Pembrolizumab is effective in pts treated in daily practice. Taking into account additional factors, such as inflammatory index, may help to identify the optimal patient population. The dynamics of SII after 6 weeks of treatment may be a surrogate for clinical benefit.

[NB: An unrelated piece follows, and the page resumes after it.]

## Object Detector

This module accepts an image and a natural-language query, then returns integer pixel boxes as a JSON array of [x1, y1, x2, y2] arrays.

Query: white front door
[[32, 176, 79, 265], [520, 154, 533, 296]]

Clinical trial identification

Editorial acknowledgement

Legal entity responsible for the study

The authors.

Funding

Has not received any funding.

Disclosure

M. Knetki-Wroblewska: Financial Interests, Personal, Invited Speaker: Bristol Myers Squibb, Roche, MSD, Takeda, Amgen, AstraZeneca, Boehringer Ingelheim, Ipsen; Financial Interests, Personal, Advisory Board: Takeda, Boehringer Ingelheim, Bristol Myers Squibb. A. Piórek: Financial Interests, Personal, Invited Speaker: MSD, BMS, AstraZeneca, Takeda. S. Tabor: Financial Interests, Personal, Invited Speaker: MSD, BMS; Financial Interests, Personal, Advisory Board: AstraZeneca; Financial Interests, Personal, Other, Travel grant: AstraZeneca. K. Winiarczyk: Financial Interests, Personal, Invited Speaker: BMS, Pfizer. P. Sobczuk: Financial Interests, Personal, Other, Travel grant: Novartis; Financial Interests, Personal, Other, Travel Grant: MSD, BMS; Financial Interests, Personal, Invited Speaker: Swixx BioPharma, BMS, Gilead; Financial Interests, Personal, Advisory Board: Sandoz; Financial Interests, Personal, Stocks/Shares: CelonPharma; Non-Financial Interests, Institutional, Product Samples: Immutep; Non-Financial Interests, Leadership Role, Board Member, Chair of Young Oncologists Section: Polish Society of Clinical Oncology. A. Pluzanski: Financial Interests, Personal, Invited Speaker: MSD, BMS, AstraZeneca, Roche, Pfizer; Financial Interests, Personal, Advisory Board: MSD, BMS. D.M. Kowalski: Financial Interests, Personal, Advisory Board: MSD, BMS; Financial Interests, Personal, Invited Speaker: MSD, BMS, AstraZeneca, Roche, Pfizer; Financial Interests, Personal and Institutional, Coordinating PI: MSD. M.J. Krzakowski: Financial Interests, Personal, Other, travel grant: MSD; Financial Interests, Personal, Invited Speaker: MSD; Financial Interests, Personal, Advisory Board: BMS; Financial Interests, Personal, Other, Travel grant: AstraZeneca. All other authors have declared no conflicts of interest.